Typically, the burner has at least two hollow partial bodies nested one within the other in the flow direction of the hot gases, the center lines of which partial bodies are offset relative to one another so that adjacent walls of the partial bodies form tangential air inlet ducts for the flow of combustion air into an internal space specified by the partial bodies, the burner having at least one fuel nozzle. Such burner types, also designated conical burners, have, at their burner outlet, a circular configuration of a separation edge, at which an outlet duct is provided directly adjacent to the burner end, through which outlet duct the mass flow can be injected into the shear layer forming at the separation edge. The outlet duct is preferably provided on the inside of the burner outlet, directly at its separation edge. In exemplary embodiments of the invention, the outlet duct discharges the mass flow along the contour of the separation edge.
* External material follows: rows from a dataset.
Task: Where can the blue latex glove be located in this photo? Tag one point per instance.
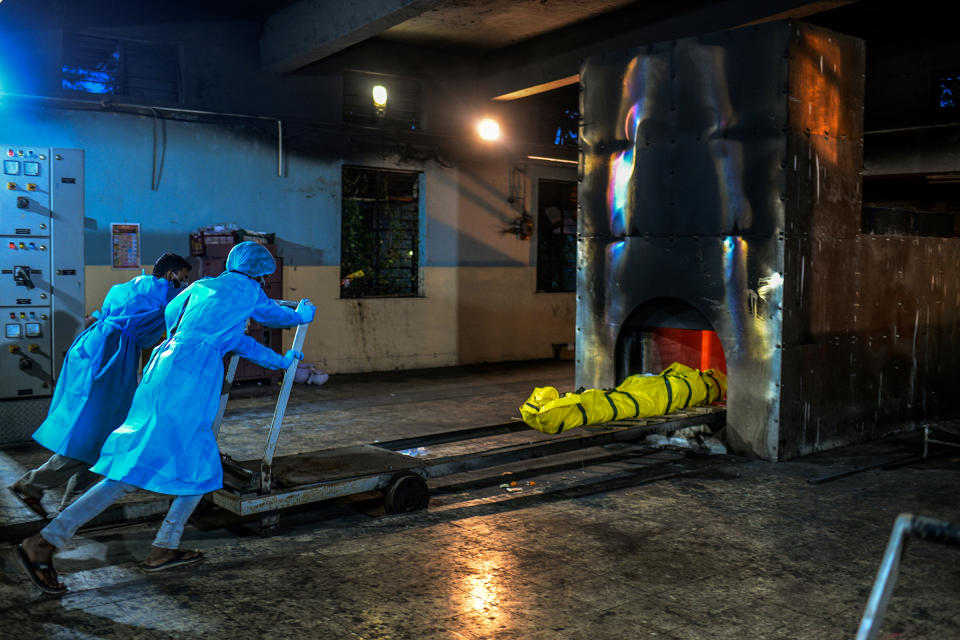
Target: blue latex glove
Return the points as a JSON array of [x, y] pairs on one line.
[[290, 356], [306, 311]]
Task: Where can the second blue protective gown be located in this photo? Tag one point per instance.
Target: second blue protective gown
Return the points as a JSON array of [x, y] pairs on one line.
[[166, 443], [99, 374]]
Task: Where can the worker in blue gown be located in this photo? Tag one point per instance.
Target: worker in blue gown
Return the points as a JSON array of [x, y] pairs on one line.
[[98, 379], [166, 443]]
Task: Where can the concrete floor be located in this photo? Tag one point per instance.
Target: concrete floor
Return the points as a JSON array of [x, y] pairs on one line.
[[623, 542]]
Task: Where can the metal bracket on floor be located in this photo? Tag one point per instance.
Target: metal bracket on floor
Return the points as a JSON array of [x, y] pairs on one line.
[[906, 526]]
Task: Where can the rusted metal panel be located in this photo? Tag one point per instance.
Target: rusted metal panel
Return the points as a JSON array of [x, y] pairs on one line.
[[892, 364]]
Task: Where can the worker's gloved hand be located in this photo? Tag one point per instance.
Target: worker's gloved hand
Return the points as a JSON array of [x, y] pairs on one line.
[[290, 357], [306, 311]]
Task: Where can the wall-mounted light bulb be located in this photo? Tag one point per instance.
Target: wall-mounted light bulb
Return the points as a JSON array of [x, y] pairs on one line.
[[380, 98], [488, 129]]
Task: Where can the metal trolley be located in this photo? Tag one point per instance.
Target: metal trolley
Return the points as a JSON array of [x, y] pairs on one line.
[[267, 485]]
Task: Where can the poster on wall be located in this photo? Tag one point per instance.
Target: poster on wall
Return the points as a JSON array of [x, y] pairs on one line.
[[125, 244]]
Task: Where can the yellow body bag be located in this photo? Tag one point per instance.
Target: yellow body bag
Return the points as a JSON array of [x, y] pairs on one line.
[[639, 396]]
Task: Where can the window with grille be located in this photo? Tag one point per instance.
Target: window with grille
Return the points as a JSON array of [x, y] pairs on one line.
[[556, 235], [146, 70], [948, 91], [380, 233], [402, 110]]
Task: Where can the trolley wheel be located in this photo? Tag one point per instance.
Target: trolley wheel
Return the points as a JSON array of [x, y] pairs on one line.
[[406, 492], [269, 524]]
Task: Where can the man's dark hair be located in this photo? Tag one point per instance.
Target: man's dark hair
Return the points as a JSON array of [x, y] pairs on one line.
[[169, 262]]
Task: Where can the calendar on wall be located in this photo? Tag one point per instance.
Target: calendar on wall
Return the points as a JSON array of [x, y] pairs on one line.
[[125, 244]]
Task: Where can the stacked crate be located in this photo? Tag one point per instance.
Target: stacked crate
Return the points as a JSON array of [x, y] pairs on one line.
[[209, 251]]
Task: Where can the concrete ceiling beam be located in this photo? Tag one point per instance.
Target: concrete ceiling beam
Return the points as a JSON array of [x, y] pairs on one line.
[[553, 60], [311, 30]]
The outlet duct can be arranged to discharge the mass flow along the entire separation edge, or along only a part of the separation edge.
In addition to the use of a gaseous mass flow, as indicated above, it is also possible to mix a liquid mass flow into the hot gases, for example in the form of liquid fuel.
In order to specifically suppress the thermo-acoustic vibrations forming within the shear layer at the burner outlet, the mass flow supply has to be introduced into the shear layer as a constant flow or, preferably, a pulsed flow to subsequently mix with the hot gases. For optimum vibration damping results, the pulsation frequency of the mass flow has to be matched to the formation behavior of the undesirable flow eddies or thermo-acoustic vibrations forming within the shear layer. Experience values show that an effective suppression of the undesirable flow eddies is located at pulsation frequencies between 1 and 5 kHz, preferably between 50 and 300 Hz.
It is particularly advantageous for the mass flow feed to take place as a response signal to the thermo-acoustic vibrations forming within the shear layer. This assumes that the formation behavior of the flow eddies within the shear layer is recorded and that a corresponding response or excitation signal is generated as a function of it. This preferably takes place within a closed-loop control circuit, to which is supplied a signal characteristic of the formation of thermo-acoustic vibrations and which generates, as a function of this, an excitation signal by means of which the mass flow to be introduced into the interface is modulated. By means of techniques known per se, it is possible to record the signal characteristic of the formation of thermo-acoustic vibrations within the interface, to correspondingly filter and phase-shift it and to supply it in amplified form to a further control unit, which operates on the basis of the closed-loop control circuit described above.
On the other hand, the excitation signal determining the mass flow feed can also be supplied (for reasons of reduced complication) by a control unit which has no specific phase relationship to the thermo-acoustic vibrations forming within the shear layer. Nevertheless, highly efficient vibration suppression can be achieved in this way.